I recently requested information on any *published materials* or *on-line materials* adopting a data-driven learning approach. My thanks to the following for their replies:
* Adam Turner
* Chris Tribble
* Mike Barlow
* Brett Reynolds
* Stéphanie O'Riordan
* Antoinette Renouf
* James Thomas
* Linda Bawcom
* Marcia Veirano Pinto
* Przemek Kaszubski
* Simon Smith
* John Milton
Unfortunately (if unsurprisingly), there were no real additions to the publications I listed in the original mail. Is there really so little out there? Why? One respondent commented that his name had been suggested to two different publishers "to write a corpus book for teachers/students. Both of them said they liked the idea and A said the world is not ready for it and B said that they were already doing something on corpora at the time."
Below are the main responses; I have a number of other links to resources which I'll include on a site I hope to set up this summer (linked from my homepage at http://arche.univ-nancy2.fr/course/view.php?id=967).
Some of the resources mentioned are already well-known and much-appreciated, including the following:
* *Compleat Lexical Tutor* by Tom Cobb and Chris Greaves with its
many resources http://www.lextutor.ca/ (free)

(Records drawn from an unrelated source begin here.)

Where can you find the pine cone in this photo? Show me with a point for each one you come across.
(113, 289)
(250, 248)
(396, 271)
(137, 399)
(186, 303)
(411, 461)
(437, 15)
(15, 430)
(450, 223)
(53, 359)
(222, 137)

* *MICASE* for academic spoken American English
* Mark Davies' 360m-word *BYU Corpus of American English* and
interface to the *British National Corpus* among others
* Mike Scott's comprehensive *WordSmith Tools* for corpus analysis
http://www.lexically.net/wordsmith/ (a demo version can be
* *SketchEngine* by Adam Kilgarriff <http://www.kilgarriff.co.uk/>,
Pavel Rychlý <http://www.fi.muni.cz/%7Epary/> & Jan Pomikálek
corpus interface and word profiler http://www.sketchengine.co.uk/
(30-day free trial)
The following projects are mentioned by people closely connected with them; comments are from their mails and/or from the sites themselves:
*Adam Turner: /Hanyang University Online Writing Lab (OWL)/* www.hanyangowl.org <http://www.hanyangowl.org/> I have used the advanced search functions of Adobe PDF files with Korean graduate students writing for publication in English especially in the sciences. It is much more user-friendly than concordance software and can be used almost immediately in the classroom. When combined with a specialized small corpus it is very effective. I have received good feedback from faculty who have taken workshops from me using this approach. Not being an engineer but an English for Specific Purposes instructor, I also used this approach to help me build up samples of text in the creation of materials for engineering research writing which informed an in-house guide to Engineering writing that I wrote. The full-text of the book and the workshop handouts on how to use Google Scholar and Adobe Acrobat advanced search functions with students and faculty can be found here. Look under ESSENTIAL HANDOUTS on the right sidebar.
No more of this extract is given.